In this paper, several typical retrieval examples are selected to analyze the rich forms of geographic information retrieval methods for GML data resources. As shown in Figure 14, the red line is the Jing-Fu highway and is taken as the reference object. We entered “gas stations near the Jing-Fu highway” in the retrieval box. The default retrieval is gas stations within 1 km around the Jing-Fu highway. The retrieval results are basically distributed along the Jing-Fu route. With the retrieval of spatial relations, search results can be effectively filtered, and a large number of results which are not satisfied with spatial relations are excluded. Compared with a traditional search, the search results are more targeted, which provides a richer form of retrieval than simple, keyword-based full-text retrieval.
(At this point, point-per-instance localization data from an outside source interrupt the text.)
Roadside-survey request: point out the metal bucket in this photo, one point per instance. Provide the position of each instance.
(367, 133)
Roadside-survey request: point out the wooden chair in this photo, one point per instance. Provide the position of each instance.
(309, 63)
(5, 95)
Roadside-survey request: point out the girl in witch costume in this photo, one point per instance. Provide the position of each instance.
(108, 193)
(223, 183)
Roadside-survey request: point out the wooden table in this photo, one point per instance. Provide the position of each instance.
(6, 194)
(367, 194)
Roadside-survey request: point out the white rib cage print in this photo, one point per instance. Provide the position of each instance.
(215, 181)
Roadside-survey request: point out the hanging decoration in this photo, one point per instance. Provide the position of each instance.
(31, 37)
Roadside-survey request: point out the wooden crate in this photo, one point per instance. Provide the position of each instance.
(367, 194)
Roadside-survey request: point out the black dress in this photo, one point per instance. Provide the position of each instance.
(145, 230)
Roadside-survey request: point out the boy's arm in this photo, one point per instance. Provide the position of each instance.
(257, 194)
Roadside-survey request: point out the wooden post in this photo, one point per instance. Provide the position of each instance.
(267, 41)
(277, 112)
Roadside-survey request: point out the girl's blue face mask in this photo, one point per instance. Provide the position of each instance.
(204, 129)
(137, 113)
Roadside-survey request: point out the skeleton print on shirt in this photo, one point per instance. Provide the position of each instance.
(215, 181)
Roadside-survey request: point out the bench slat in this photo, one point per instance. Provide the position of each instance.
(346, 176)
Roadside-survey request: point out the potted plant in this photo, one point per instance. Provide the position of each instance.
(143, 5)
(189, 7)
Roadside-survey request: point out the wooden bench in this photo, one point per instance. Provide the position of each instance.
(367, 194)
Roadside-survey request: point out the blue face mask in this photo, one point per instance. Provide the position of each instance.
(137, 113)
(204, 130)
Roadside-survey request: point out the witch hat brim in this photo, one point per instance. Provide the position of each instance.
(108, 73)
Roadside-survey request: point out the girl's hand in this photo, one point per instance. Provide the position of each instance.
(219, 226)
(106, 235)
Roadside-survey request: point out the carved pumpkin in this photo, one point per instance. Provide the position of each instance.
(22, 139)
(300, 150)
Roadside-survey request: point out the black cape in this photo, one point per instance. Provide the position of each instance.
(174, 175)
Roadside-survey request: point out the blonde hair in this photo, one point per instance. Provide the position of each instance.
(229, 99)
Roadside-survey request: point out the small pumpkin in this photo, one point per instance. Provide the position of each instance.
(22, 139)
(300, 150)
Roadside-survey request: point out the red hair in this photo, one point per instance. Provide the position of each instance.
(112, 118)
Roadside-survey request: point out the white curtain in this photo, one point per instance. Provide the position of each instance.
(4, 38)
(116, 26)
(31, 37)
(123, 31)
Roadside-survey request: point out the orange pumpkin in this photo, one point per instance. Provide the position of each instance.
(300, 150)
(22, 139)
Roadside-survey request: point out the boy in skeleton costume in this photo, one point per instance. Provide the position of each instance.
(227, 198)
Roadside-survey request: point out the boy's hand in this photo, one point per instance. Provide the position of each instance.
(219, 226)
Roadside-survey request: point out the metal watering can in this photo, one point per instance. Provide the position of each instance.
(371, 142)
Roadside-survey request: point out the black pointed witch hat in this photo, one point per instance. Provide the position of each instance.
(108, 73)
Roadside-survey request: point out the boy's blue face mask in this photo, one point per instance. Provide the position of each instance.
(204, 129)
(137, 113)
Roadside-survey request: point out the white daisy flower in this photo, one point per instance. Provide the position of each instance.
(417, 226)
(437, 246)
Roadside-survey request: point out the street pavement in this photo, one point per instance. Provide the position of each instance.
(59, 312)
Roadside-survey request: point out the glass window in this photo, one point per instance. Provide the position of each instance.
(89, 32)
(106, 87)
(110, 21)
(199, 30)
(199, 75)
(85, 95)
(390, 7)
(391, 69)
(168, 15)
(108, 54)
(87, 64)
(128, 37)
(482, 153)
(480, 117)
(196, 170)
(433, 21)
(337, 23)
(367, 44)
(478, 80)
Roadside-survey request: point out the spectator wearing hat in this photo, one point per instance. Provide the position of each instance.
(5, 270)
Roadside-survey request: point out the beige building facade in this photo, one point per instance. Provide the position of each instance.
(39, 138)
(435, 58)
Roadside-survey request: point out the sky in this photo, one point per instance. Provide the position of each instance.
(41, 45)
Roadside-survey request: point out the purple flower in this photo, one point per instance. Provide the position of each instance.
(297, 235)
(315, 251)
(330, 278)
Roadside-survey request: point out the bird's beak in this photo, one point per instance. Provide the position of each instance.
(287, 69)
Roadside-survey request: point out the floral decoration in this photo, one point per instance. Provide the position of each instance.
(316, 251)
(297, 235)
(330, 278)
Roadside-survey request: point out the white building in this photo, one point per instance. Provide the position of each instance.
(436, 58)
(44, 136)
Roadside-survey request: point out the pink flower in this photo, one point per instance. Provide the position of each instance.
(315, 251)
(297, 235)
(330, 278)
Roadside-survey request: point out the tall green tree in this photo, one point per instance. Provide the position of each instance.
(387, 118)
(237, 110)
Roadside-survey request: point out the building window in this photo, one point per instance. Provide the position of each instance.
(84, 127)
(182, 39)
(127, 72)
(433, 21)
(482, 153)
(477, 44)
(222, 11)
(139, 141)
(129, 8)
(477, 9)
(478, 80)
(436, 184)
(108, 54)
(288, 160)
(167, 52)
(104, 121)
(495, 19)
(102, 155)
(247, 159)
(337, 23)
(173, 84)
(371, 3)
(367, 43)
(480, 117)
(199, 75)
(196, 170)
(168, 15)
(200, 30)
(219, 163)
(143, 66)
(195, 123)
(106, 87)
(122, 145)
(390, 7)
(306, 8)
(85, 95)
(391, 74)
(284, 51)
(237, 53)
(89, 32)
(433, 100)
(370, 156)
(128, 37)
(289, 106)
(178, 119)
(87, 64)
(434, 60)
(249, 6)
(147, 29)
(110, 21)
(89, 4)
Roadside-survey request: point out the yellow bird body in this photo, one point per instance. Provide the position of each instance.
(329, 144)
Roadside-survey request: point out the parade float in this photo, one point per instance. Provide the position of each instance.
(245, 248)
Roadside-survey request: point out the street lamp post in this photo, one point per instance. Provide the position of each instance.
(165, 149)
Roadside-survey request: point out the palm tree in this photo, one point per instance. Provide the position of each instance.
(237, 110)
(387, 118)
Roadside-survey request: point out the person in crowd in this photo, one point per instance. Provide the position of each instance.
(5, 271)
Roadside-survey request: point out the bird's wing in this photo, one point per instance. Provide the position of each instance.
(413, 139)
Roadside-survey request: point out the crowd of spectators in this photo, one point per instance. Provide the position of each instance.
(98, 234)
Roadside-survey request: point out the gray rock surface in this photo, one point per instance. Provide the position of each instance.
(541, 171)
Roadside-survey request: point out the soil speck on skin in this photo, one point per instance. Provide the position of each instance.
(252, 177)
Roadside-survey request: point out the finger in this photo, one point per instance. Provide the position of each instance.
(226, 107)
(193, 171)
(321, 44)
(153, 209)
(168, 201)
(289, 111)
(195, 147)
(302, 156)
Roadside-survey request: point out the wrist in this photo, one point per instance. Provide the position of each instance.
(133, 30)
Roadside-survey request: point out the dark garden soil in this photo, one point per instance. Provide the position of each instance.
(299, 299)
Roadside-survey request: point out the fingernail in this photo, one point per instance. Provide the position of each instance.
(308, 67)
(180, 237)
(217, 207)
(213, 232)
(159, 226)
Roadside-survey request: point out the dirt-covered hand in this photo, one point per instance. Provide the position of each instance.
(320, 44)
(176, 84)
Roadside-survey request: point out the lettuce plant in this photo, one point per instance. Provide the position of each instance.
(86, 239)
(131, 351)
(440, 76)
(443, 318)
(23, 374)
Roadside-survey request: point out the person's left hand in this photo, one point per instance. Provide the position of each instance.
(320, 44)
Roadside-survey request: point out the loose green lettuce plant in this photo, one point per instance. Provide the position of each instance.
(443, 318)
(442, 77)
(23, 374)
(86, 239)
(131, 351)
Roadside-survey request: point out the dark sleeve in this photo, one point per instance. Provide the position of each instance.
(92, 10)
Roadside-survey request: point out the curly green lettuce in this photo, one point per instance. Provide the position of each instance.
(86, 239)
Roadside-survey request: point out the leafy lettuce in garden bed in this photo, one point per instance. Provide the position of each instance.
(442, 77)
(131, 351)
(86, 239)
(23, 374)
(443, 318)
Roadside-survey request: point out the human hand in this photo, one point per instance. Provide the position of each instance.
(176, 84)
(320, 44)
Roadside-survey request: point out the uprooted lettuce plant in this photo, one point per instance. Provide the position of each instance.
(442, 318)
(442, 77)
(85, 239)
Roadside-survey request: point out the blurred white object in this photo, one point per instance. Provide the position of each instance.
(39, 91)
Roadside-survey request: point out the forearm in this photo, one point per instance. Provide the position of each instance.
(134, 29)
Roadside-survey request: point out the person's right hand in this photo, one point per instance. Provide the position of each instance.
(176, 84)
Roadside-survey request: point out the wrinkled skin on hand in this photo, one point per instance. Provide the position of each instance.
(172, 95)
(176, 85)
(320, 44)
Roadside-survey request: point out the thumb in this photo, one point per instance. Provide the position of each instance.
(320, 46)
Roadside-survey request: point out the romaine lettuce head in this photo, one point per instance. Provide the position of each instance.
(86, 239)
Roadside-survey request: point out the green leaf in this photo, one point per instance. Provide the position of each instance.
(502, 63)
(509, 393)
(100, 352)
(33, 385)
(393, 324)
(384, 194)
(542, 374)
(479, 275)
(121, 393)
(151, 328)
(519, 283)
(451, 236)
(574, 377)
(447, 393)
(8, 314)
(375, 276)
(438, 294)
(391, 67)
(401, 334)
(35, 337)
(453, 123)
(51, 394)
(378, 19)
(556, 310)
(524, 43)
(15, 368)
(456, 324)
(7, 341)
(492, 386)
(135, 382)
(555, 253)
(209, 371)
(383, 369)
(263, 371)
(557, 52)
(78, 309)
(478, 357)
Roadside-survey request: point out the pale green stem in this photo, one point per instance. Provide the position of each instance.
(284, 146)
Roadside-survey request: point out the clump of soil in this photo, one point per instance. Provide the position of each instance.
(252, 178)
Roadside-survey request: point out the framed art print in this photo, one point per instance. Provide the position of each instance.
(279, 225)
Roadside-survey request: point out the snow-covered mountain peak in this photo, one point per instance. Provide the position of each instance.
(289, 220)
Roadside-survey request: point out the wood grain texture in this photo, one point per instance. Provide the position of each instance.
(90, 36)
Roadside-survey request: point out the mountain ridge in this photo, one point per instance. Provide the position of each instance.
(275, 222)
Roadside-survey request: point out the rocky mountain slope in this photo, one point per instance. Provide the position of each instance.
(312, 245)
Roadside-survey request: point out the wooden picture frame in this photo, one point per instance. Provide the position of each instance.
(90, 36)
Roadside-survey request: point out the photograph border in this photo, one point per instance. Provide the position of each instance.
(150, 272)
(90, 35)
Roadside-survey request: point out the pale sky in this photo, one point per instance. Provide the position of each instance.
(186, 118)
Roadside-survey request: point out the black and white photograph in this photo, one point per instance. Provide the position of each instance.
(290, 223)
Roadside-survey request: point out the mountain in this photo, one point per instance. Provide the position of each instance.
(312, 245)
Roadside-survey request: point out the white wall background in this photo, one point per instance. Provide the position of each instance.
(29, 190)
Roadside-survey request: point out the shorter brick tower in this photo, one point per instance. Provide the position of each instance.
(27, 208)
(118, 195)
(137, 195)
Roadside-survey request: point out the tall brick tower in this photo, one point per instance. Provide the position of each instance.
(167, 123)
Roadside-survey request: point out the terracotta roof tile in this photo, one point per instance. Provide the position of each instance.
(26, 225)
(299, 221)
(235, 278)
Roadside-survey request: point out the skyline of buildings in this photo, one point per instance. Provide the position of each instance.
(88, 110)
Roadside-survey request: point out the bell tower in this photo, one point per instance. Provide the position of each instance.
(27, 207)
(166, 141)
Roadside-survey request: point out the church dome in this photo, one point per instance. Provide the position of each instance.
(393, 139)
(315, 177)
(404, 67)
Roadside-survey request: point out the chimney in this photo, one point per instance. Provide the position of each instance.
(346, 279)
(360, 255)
As shown in Figure 15, the red line is the Ning-Hang highway. Taking the Ning-Hang highway as a reference object, we retrieved “highways intersecting with the Ning-Hang highway”. The blue lines are highways, which are retrieval results. For example, we select one retrieved highway, which is returned in the form of GML elements. This clearly expresses the constraints of geospatial relations between the retrieved object and the reference object, and reflects the intersection characteristics between the line elements. It extends the retrieval mode and application scope of the GML data.

6. Conclusions

In this study, by analyzing and extracting the attribute features, spatial features, and structure features of GML data, we took GML elements as retrieval units and designed retrieval modes to normalize the expression of the retrieval conditions. Then, in order to take into account all the features of GML data, we put forward a GML_GIR model for the first time. On the basis of the open-source, full-text retrieval framework Lucene, we constructed compressive indexes, designed relevance calculations for different features, modified related computing modules of Lucene retrieval results, and realized retrievals of GML information. An experimental solution is proposed with 1st GCS data. The experiment also proves its efficiency and effectiveness in different retrieval conditions. The recall and precision rate of searching results was more than 90%, which meets users’ requirements. Compared with traditional GML query methods, the experiment could provide a friendly interface. The feasibility of the design is proved by the experimental data.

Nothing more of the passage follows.